Hizbullah yetkilisi Tel Aviv'in Siyonist yerleşimcilerin işgal altındaki kuzey topraklarındaki evlerine dönmesini istiyorsa Gazze ve Lübnan'a yönelik saldırılarını durdurması gerektiğini söyledi.

Hizbullah lideri, saldırganlığın devam etmesi halinde terk edilen yerleşim yerlerinin sayısının artacağı ve yüz binlerce -potansiyel olarak iki milyondan fazla- yerleşimcinin risk altına gireceği uyarısında bulundu.

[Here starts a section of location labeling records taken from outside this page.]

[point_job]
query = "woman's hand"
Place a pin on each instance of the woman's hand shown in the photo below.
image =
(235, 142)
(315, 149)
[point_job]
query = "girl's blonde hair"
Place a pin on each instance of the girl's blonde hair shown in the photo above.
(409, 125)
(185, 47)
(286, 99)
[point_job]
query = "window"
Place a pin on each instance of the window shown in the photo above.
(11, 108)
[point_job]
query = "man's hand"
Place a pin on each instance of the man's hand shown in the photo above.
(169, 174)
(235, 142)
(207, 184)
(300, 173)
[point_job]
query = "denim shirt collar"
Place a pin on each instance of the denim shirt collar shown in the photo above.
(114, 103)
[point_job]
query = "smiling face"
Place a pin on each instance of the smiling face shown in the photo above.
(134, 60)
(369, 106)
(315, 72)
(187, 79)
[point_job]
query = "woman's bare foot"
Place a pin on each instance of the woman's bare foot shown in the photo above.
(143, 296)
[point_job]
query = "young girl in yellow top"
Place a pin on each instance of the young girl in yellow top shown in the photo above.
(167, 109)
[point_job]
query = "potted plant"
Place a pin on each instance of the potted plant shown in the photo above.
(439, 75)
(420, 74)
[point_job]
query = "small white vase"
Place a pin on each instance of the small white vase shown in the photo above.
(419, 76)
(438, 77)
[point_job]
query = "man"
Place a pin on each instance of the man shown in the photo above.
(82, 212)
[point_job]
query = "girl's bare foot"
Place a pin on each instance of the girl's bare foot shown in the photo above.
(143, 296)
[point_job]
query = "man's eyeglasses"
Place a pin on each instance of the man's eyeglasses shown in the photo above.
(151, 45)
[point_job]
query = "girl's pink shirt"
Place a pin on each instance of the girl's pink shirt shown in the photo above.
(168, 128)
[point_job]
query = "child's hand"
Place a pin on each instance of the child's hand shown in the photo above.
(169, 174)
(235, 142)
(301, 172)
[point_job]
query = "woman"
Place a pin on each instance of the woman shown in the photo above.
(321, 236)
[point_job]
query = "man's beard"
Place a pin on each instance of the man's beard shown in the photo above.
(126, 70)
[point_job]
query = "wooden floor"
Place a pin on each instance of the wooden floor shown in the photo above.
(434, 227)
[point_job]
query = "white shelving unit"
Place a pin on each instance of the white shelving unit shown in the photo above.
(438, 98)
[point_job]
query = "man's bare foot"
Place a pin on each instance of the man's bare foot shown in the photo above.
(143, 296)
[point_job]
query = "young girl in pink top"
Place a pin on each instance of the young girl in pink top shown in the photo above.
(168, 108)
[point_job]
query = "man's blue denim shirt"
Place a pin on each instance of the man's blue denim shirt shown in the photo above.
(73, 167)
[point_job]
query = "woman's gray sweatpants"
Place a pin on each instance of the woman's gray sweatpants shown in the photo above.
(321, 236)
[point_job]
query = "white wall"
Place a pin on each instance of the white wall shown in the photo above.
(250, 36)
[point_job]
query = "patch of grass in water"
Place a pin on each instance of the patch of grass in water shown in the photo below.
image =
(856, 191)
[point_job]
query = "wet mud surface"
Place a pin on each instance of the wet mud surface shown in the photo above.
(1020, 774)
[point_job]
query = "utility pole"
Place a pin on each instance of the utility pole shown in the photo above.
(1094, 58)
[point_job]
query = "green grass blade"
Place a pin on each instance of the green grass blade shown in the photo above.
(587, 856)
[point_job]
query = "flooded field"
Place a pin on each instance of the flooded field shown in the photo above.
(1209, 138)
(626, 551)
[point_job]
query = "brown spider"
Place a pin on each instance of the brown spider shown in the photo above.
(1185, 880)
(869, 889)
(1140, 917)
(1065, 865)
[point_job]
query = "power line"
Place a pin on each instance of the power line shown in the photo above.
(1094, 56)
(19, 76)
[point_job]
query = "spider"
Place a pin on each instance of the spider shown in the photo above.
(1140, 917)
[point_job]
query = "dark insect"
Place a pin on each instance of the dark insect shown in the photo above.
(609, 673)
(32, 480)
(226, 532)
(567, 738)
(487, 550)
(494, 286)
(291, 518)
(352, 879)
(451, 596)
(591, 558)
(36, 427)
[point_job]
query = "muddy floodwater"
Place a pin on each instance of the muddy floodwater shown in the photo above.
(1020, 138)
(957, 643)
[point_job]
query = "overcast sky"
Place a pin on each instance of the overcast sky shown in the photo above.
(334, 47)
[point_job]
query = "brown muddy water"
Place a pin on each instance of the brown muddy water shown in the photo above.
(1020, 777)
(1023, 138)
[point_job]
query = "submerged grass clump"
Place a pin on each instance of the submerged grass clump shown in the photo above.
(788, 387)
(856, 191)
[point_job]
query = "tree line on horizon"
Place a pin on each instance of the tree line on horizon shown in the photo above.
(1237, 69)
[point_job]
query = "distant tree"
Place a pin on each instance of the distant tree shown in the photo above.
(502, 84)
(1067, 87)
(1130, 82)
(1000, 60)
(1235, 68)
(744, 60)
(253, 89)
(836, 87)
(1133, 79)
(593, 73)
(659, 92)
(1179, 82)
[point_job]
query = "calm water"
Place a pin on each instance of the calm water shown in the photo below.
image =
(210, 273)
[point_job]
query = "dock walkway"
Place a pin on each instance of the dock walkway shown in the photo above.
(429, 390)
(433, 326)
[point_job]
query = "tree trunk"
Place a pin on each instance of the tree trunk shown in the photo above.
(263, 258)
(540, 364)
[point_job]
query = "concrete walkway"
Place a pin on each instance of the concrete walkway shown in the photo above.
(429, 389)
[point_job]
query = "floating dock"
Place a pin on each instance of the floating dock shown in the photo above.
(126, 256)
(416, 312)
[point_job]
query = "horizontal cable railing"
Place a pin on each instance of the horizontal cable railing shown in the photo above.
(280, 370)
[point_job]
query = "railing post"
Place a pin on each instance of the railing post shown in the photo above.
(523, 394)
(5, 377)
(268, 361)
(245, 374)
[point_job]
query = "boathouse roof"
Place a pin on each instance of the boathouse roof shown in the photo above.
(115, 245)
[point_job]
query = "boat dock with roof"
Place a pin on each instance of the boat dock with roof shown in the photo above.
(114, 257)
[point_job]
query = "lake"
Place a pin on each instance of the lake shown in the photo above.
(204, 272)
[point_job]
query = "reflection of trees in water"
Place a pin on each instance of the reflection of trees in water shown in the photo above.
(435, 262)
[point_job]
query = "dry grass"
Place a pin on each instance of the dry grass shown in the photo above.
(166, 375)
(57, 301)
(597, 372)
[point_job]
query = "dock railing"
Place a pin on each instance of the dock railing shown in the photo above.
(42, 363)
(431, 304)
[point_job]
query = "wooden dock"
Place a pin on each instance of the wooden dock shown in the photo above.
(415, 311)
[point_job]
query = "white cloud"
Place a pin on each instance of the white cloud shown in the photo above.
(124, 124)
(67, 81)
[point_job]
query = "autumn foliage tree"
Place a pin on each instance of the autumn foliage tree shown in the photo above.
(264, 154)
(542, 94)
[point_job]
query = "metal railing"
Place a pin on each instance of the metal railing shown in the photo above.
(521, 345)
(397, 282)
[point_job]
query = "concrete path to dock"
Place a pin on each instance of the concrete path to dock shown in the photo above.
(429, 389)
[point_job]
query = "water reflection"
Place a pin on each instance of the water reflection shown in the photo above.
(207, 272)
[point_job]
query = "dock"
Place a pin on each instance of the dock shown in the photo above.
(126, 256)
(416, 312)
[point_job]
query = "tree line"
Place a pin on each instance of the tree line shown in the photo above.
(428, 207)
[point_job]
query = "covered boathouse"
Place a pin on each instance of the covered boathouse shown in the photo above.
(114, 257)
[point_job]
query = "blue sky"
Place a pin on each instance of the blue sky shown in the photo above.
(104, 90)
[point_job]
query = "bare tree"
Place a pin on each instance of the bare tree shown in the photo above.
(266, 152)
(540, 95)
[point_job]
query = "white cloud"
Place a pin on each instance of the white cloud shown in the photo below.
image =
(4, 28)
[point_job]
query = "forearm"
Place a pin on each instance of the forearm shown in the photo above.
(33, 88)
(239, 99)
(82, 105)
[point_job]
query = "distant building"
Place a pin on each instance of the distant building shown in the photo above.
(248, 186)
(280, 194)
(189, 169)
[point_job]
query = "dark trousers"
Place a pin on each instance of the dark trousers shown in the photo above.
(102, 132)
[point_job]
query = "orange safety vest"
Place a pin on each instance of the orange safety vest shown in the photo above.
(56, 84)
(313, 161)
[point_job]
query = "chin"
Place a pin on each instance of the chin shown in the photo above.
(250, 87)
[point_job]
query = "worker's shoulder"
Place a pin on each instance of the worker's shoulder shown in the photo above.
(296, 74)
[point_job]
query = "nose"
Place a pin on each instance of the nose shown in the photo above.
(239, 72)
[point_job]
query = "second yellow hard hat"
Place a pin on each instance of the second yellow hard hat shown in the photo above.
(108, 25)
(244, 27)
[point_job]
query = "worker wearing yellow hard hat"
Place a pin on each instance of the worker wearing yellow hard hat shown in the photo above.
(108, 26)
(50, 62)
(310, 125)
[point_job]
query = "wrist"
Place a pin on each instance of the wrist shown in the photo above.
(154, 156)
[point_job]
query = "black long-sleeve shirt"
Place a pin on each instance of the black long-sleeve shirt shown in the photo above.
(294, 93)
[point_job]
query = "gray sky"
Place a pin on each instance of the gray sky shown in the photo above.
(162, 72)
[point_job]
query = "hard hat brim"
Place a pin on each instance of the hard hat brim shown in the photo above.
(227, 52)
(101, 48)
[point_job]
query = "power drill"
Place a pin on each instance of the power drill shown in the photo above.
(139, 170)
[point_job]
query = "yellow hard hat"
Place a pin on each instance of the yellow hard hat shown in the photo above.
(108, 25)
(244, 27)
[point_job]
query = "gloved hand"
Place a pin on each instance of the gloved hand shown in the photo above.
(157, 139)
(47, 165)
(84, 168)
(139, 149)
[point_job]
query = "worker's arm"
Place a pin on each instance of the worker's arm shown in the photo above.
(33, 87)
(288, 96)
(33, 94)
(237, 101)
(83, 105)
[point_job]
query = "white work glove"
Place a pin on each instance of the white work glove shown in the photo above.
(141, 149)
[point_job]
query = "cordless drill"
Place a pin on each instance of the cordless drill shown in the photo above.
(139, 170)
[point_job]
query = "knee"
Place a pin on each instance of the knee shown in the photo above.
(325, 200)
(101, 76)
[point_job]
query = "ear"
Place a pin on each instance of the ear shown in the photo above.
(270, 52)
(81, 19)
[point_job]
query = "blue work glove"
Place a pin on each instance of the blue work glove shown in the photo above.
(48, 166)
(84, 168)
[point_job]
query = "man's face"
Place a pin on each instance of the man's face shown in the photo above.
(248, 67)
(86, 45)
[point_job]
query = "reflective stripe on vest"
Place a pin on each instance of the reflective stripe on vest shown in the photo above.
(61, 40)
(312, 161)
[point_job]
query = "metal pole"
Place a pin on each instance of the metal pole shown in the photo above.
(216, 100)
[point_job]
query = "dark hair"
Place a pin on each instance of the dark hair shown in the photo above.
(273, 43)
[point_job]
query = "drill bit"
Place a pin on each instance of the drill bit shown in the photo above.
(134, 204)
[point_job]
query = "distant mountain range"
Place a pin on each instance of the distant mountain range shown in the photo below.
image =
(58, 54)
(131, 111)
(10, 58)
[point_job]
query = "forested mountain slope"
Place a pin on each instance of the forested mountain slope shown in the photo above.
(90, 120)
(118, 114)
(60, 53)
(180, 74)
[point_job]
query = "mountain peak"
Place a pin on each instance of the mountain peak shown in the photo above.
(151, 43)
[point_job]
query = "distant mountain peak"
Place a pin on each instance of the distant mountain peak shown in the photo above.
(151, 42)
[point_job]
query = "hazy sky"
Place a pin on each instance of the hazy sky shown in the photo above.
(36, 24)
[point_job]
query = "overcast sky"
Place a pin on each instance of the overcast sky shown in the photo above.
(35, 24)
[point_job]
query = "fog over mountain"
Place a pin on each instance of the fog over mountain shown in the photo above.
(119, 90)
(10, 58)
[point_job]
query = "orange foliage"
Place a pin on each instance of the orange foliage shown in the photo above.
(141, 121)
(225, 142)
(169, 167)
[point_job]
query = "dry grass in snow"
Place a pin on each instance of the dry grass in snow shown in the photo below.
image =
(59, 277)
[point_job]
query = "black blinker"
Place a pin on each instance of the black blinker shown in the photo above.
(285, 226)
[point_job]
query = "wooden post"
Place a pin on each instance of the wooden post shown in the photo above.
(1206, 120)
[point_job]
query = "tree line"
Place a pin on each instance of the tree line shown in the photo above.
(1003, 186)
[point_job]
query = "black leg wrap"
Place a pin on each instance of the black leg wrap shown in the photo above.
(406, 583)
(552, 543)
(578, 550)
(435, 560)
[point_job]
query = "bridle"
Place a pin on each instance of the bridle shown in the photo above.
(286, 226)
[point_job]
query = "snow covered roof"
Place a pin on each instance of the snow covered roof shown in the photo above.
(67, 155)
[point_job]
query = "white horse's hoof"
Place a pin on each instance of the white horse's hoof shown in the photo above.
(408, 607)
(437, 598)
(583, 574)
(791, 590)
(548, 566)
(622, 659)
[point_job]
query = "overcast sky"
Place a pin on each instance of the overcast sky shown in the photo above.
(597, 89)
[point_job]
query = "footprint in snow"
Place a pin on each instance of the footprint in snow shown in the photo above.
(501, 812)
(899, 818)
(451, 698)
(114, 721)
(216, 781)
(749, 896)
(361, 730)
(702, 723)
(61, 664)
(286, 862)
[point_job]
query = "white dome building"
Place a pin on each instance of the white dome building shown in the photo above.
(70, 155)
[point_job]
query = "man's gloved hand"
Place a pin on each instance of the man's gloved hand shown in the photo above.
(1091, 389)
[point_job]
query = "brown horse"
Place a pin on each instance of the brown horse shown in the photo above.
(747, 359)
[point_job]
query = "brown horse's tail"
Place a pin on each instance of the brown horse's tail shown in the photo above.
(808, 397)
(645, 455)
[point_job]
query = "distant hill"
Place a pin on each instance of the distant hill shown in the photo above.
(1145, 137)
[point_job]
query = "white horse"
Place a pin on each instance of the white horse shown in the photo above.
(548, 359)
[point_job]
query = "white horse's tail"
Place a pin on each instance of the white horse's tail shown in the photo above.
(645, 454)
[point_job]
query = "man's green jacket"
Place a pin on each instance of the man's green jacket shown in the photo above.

Konuşmasında 7 Ekim 2023'te Siyonist varlığa yönelik Aksa Tufanı Operasyonu'na da değinen Şeyh Kasım, Hamas liderliğindeki Filistinlilerin “işgalciden kurtulmaya çalıştığını” söyledi.

Şeyh Naim Kasım, Filistin Direnişinin dünyaya bir mesaj gönderdiğini söyledi:

 “75 yıl geçti ve işgal hala topraklarımızda, bizi öldürüyor.”

Hizbullah yetkilisi Filistinlilerin “işgali sarsacak ve genişlemesini durduracak” eylemlerde bulunma hakkına sahip olduğunu söyledi.

Hizbullah yetkilisi uluslararası toplumu Aksa Tufanı'nın neden gerçekleştiğini sorgulamak yerine “İşgal neden hala orada?” diye sormaya çağırdı.

Şeyh Kasım, Hizbullah'ın İsrail rejimiyle olan çatışmasının Filistin'in kurtuluşu için verilen mücadeleden ayrı tutulamayacağını söyledi.

''Düşmana acı vermek'' denklemi
Savaşın yeni bir aşamaya girmesi ve dinamiklerin değişmesiyle birlikte Şeyh Kasım, Lübnan'ın artık destek cephesi aşamasında olmadığını savunarak, “aksine, artık bize karşı bir İsrail savaşıyla karşı karşıyayız” dedi.

Bu yeni denklem ışığında Hizbullah'ın, büyük şehit lider Genel Sekreter Seyyid Hasan Nasrullah'ın direktifleri doğrultusunda artık Tel Aviv, Hayfa ve hatta Hayfa'nın ötesini hedef aldığını açıkladı.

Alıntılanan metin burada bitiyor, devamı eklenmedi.